B - Basic income - Examples of implementation
The U.S. State of Alaska has a system which provides each citizen with a share of the state's oil revenues.The USA also have the Earned income tax credit for low-income taxpayers. In 2006 a bill, written by members of the advocacy organization USBIG, to transform the credit into a partial basic income, was introduced in the US congress, but did not get passed. In 2008, a pilot project with a basic income grant was started in the Namibian village of Otjivero. The city of Dauphin, Manitoba, Canada had an experimental basic income program ("Mincome") in the 1970s.
Advocates
Many countries have political parties that advocate a basic income, such as the Green Party of Canada, Green Party of England and Wales, Vivant (Belgium), De Groenen (The Netherlands), the Scottish Green Party, and the New Zealand Democratic Party.

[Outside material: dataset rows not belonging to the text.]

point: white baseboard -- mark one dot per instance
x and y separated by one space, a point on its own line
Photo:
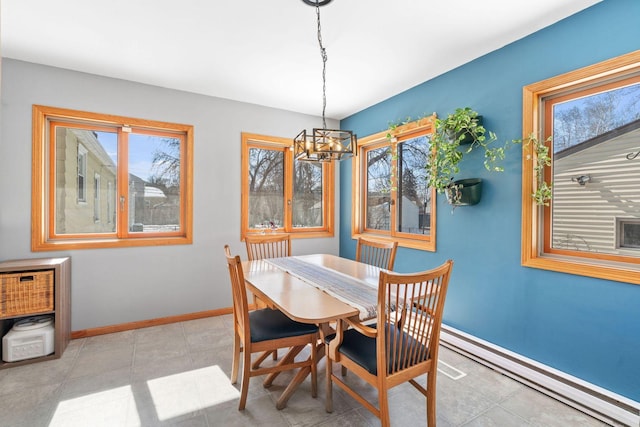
586 397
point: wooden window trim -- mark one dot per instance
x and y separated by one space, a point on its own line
533 253
43 187
358 196
252 140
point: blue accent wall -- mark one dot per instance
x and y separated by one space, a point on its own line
589 328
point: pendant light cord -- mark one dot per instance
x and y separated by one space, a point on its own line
323 53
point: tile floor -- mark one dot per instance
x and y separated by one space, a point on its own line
177 375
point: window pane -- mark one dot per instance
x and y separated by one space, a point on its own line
307 195
154 183
414 197
596 169
266 188
378 180
85 161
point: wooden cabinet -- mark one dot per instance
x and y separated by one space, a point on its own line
60 270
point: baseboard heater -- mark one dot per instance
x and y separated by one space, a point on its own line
586 397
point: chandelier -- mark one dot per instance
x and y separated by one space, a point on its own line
323 145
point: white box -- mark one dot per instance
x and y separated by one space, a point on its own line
30 337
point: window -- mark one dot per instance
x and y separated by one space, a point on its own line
87 166
82 173
592 117
391 199
628 233
282 194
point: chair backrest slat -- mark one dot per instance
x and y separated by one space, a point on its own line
410 308
376 252
261 246
238 291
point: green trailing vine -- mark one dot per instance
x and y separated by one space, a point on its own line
542 159
454 136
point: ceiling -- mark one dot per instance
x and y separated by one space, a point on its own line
266 52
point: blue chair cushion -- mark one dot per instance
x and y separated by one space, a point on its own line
362 349
268 324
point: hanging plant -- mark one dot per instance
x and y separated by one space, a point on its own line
453 137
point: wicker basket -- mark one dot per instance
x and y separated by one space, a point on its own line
26 293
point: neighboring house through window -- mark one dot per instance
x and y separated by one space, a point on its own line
592 119
282 194
391 198
75 152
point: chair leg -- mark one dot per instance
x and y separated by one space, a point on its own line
236 358
431 400
328 402
383 400
246 376
314 367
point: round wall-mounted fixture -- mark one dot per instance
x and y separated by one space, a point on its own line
316 3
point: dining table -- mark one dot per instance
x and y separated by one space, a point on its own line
319 289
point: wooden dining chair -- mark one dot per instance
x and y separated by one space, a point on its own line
402 345
261 246
376 252
264 330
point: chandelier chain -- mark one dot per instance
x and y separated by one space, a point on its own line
323 54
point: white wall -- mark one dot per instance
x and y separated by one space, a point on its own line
112 286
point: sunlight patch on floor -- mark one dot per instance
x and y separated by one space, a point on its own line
106 408
190 391
450 371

Worldwide, supporters of a basic income have united in the Basic Income Earth Network. BIEN recognizes numerous national advocacy groups.

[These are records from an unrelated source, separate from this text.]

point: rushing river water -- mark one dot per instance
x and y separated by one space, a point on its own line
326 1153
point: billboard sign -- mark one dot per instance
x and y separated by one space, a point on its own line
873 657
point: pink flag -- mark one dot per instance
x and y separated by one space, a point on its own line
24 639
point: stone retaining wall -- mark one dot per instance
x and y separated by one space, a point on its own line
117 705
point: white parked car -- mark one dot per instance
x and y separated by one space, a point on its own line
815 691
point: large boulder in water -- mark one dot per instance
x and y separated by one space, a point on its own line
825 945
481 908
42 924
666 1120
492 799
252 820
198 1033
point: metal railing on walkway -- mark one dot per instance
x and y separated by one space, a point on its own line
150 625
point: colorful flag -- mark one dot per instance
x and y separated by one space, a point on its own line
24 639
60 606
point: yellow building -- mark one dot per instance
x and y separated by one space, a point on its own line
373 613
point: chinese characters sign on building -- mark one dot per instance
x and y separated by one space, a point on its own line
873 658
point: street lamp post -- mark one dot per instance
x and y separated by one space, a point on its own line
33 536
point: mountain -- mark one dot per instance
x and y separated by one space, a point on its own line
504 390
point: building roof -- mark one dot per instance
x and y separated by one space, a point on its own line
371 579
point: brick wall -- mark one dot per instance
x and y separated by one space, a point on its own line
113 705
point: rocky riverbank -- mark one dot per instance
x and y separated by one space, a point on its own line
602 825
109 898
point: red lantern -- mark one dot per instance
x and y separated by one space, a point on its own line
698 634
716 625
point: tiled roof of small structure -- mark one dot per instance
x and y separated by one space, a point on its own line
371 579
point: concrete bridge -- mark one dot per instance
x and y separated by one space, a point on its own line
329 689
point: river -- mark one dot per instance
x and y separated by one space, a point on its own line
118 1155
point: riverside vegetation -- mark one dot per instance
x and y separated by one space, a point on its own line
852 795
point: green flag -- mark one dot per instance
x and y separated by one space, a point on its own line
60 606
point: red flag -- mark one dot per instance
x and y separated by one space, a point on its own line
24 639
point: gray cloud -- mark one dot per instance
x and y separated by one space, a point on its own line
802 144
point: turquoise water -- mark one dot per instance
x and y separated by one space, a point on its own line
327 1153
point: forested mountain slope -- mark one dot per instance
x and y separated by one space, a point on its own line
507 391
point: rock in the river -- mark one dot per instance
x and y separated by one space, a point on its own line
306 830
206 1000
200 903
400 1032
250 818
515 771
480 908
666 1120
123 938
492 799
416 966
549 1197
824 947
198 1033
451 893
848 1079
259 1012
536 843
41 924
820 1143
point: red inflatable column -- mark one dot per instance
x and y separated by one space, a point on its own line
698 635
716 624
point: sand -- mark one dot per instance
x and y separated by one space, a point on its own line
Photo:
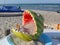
9 22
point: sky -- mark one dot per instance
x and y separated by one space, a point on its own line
27 1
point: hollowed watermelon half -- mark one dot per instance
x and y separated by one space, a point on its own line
33 25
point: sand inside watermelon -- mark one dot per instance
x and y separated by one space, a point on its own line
28 23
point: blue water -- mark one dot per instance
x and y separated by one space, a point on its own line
48 7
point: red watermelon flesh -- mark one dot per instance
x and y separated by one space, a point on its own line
28 23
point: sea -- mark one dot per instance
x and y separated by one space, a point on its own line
47 7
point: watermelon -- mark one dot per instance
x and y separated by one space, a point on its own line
32 26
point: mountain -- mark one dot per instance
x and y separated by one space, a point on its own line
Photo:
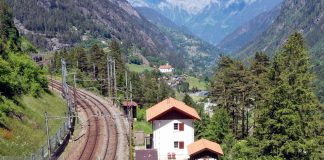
306 17
211 20
55 24
249 31
198 54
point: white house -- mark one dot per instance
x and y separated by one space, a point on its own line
173 130
166 68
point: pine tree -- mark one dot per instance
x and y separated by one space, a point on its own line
201 126
288 125
115 52
189 101
218 126
83 60
260 67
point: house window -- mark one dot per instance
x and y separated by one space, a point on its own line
176 144
178 126
179 144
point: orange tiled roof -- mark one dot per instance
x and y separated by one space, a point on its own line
168 104
130 103
203 144
165 67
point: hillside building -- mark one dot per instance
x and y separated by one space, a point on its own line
166 68
173 130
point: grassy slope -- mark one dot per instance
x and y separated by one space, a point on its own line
138 68
28 136
143 126
195 82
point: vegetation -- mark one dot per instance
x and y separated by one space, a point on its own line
196 83
309 25
19 75
267 110
27 126
138 68
24 96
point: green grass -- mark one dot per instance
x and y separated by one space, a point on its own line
28 135
197 98
143 126
179 95
195 82
138 68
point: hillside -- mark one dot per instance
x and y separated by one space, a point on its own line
198 54
210 20
249 31
54 24
306 17
24 96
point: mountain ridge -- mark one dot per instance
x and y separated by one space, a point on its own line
248 31
215 19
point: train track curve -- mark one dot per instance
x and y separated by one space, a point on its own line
102 136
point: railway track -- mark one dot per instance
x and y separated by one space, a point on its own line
101 135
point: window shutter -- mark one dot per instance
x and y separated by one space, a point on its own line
181 145
181 127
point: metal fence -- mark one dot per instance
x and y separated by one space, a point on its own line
43 153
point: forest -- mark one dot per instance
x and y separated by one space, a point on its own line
266 110
19 74
90 67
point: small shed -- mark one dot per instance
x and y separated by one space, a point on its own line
149 154
130 107
204 149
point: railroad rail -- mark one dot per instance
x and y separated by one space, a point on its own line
101 134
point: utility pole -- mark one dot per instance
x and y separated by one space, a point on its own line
111 78
47 134
115 81
51 71
94 71
126 93
108 77
66 92
131 90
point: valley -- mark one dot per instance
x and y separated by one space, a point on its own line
165 79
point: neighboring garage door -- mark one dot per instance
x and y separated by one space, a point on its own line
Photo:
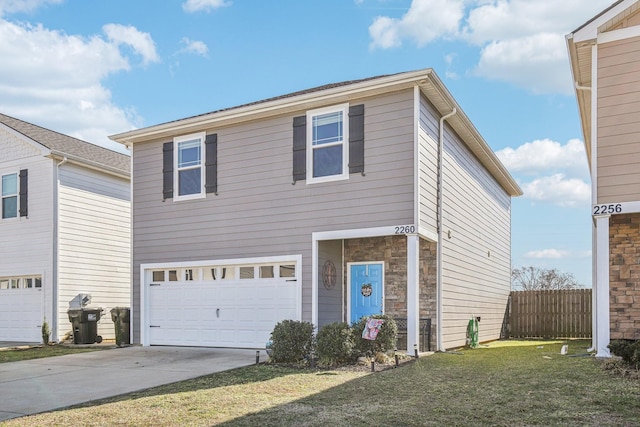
21 309
228 305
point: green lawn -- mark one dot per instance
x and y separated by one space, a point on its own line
505 384
28 353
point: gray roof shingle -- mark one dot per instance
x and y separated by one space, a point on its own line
67 145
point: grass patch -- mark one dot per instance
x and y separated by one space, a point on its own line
505 384
28 353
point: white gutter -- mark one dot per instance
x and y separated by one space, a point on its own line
439 345
58 155
56 244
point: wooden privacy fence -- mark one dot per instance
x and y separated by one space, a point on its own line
550 314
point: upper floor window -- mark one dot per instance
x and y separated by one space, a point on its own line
10 196
327 150
189 169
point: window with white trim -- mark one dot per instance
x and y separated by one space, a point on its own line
327 144
189 167
20 282
10 198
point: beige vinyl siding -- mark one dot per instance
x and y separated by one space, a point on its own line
258 212
477 257
27 243
618 121
94 243
330 299
428 165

The world's most noted advocate of a basic income system may be the Belgian economist Philippe van Parijs. Other advocates include Gunnar Adler-Karlsson (Sweden), Dieter Althaus (Germany), Saar Boerlage (Netherlands), Herwig Büchele (Austria), Andre Gorz (France), Michael Hardt and Antonio Negri, Charles Murray (USA), Keith Rankin (New Zealand), Daniel Raventós (Spain), Osmo Soininvaara (Finland)), Eduardo Suplicy (Brazil), Walter van Trier (Belgium) and Götz W. Werner (Germany).

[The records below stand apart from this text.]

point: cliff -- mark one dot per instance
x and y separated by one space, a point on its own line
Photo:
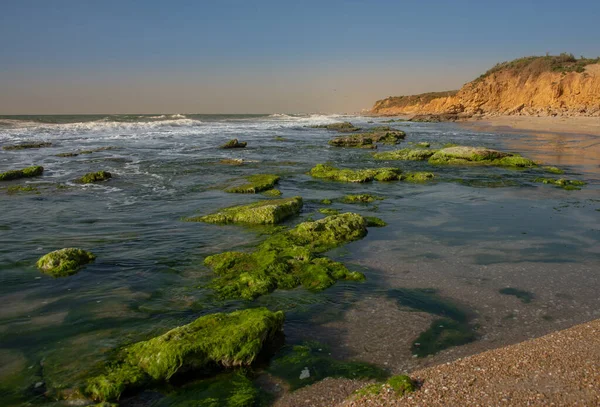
540 86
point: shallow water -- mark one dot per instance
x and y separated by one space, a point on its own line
465 240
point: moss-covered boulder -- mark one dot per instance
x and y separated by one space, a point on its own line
234 143
215 340
256 183
346 175
419 176
92 177
465 155
567 184
28 172
264 212
342 127
64 262
406 154
366 140
361 198
27 146
288 259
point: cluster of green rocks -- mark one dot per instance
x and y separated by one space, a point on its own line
326 171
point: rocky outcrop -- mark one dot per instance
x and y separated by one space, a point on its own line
534 86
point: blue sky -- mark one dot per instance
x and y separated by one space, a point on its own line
268 56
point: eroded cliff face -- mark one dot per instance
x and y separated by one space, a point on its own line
510 93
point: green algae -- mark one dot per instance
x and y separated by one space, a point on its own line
288 259
329 211
452 329
346 175
216 340
342 127
234 143
28 172
226 390
566 184
27 146
64 262
553 170
442 334
256 183
272 193
270 211
21 188
92 177
362 198
419 176
373 221
406 154
524 296
303 365
465 155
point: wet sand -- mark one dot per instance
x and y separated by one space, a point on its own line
559 369
559 124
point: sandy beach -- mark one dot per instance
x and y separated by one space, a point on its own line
559 369
558 124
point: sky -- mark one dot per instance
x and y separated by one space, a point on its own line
154 56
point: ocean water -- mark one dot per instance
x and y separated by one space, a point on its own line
468 234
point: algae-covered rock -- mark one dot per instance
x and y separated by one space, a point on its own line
256 183
406 154
221 340
92 177
343 127
361 198
346 175
419 176
27 146
373 221
553 170
234 143
288 259
329 211
366 140
263 212
272 193
465 155
310 362
28 172
567 184
64 262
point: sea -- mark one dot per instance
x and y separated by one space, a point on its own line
519 258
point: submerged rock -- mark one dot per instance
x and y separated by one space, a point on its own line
343 127
288 259
465 155
346 175
92 177
406 154
26 146
221 340
64 262
567 184
362 198
24 173
234 144
264 212
256 183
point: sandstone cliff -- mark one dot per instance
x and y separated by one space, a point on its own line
544 86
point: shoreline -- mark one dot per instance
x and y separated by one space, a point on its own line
583 125
561 369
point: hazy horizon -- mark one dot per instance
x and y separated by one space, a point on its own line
186 57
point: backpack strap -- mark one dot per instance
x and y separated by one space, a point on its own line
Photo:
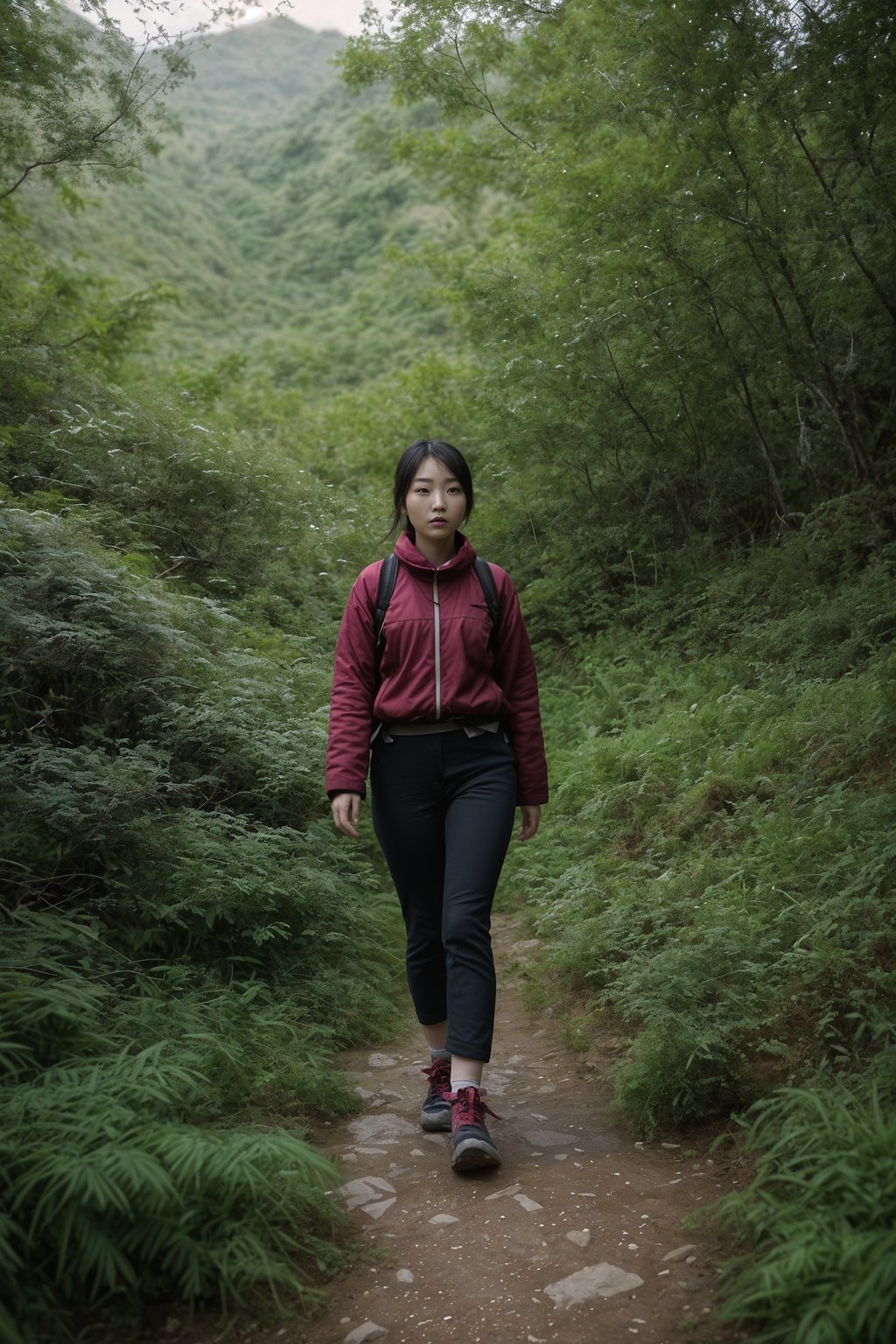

In 1968, James Tobin, Paul Samuelson, John Kenneth Galbraith and another 1,200 economists signed a document calling for the US Congress to introduce in that year a system of income guarantees and supplements. In the 1972 presidential campaign, Senator George McGovern called for a 'demogrant' that was very similar to a basic income. Mike Gravel, a former candidate for the 2008 Democratic nomination for President of the United States and a candidate for the 2008 Libertarian nomination for the President of the United States, advocates for a tax rebate paid in a monthly check from the government to all citizens.
Winners of the Nobel Prize in Economics that fully support a basic income include Herbert Simon, Friedrich Hayek, James Meade, Robert Solow, and Milton Friedman.
In his final book Full employment regained? James Meade states that a return to full employment can only be achieved if, among other things, workers offer their services at a low enough price, that the required wage for unskilled labour would be too low to generate a socially desirable distribution of income, and that therefore a citizen's income would be necessary.
In his Robotic Nation essays, Marshall Brain argues that the growing amount of automation in the workplace will eventually displace a large percentage of workers, and that in order to be able to maintain the economy, an annual stipend will be needed. A similar argument was made by Jeremy Rifkin, in his book The End of Work.